Finance Secretary, Jane Halton is right to highlight the concern
about key performance indicators (KPIs). They have tended to be the things we
can count rather than the quality of the service, or the impact that service or
programme has had on an individual, family or group within the community. And
of course, outcomes might only start to be achieved after a number of years of
service or programme delivery.

But just because it is hard, doesn’t mean we shouldn’t try.
And while a focus on performance and KPIs opens agencies up to greater scrutiny,
this is what we expect of our accountability framework.

The Department of Finance has developed very good guidance
on the development of outcome and programme objective statements. When well
developed, outcome and objective statements provide a solid platform for the
identification of appropriate KPIs.

As Jane Halton identifies, a mature approach to risk also
needs to be taken in focusing on performance and KPIs. One reason why many managers
are reluctant to take responsibility for achieving KPIs is that they do not ‘control’
the performance. And this is the nature of outcomes, they are affected by our
own actions as well as a range of externalities (or external uncertainties).

Risk is defined as the effect of uncertainty on objectives. The
starting point for mature service and programme risk management is the
identification of the potential external uncertainties and the clarification
with Ministers and Parliamentarians about the possible effects of changes in
the external environment and how agency managers plan to respond to any of
these uncertain events. The Department of Finance has done much to communicate
the Commonwealth Risk Management Policy which became effective on 1 July 2014.

And this is not just an issue within the public sector.
Broad-based business reporting, or the ‘Six Capitals’ approach to reporting on
outcomes in the for-profit sector has also broadened the reporting of KPIs which
go beyond a simple measure of profit or return on equity – ‘financial capital’.
Focusing on outcomes in relation to ‘human capital’, ‘manufactured capital’, ‘intellectual
capital’, ‘social capital’ and ‘environmental capital’ with KPIs will stretch
many private sector managers.

Strong, meaningful KPIs come from considered, well-developed
and clear programme objectives and outcomes.

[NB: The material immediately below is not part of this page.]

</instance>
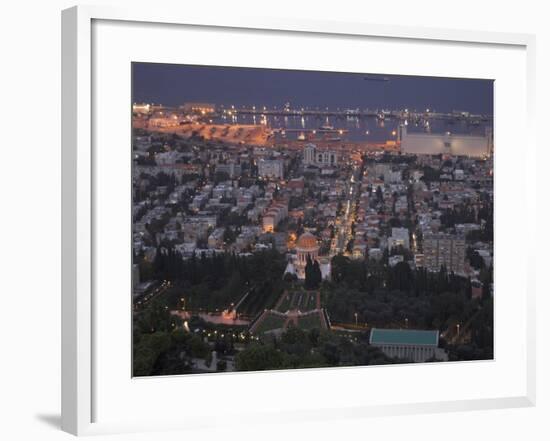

In 2001 the International Federation of Accountants Public Sector
Committee published a definition of accountability. That says that “Accountability
is the process whereby public sector entities, and the individuals within them,
are responsible for their decisions and actions, including their stewardship of
public funds and all aspects of performance, and submit themselves to
appropriate external scrutiny.” And it is the all aspects of performance that
appeals to me. This definition shows that accountability is more than good
spending (stewardship). Accountability is for service delivery and achieving
programme objectives and outcomes. And this means looking at the quality and safety
standards of service and the impacts – short, medium and long term – that programmes
are having on individuals, families, groups within the Australian community,
and the nation as a whole.

Until we see meaningful KPIs about aspects of performance,
balanced with a mature assessment of risk to that performance, we will not have
a framework that enhances accountability.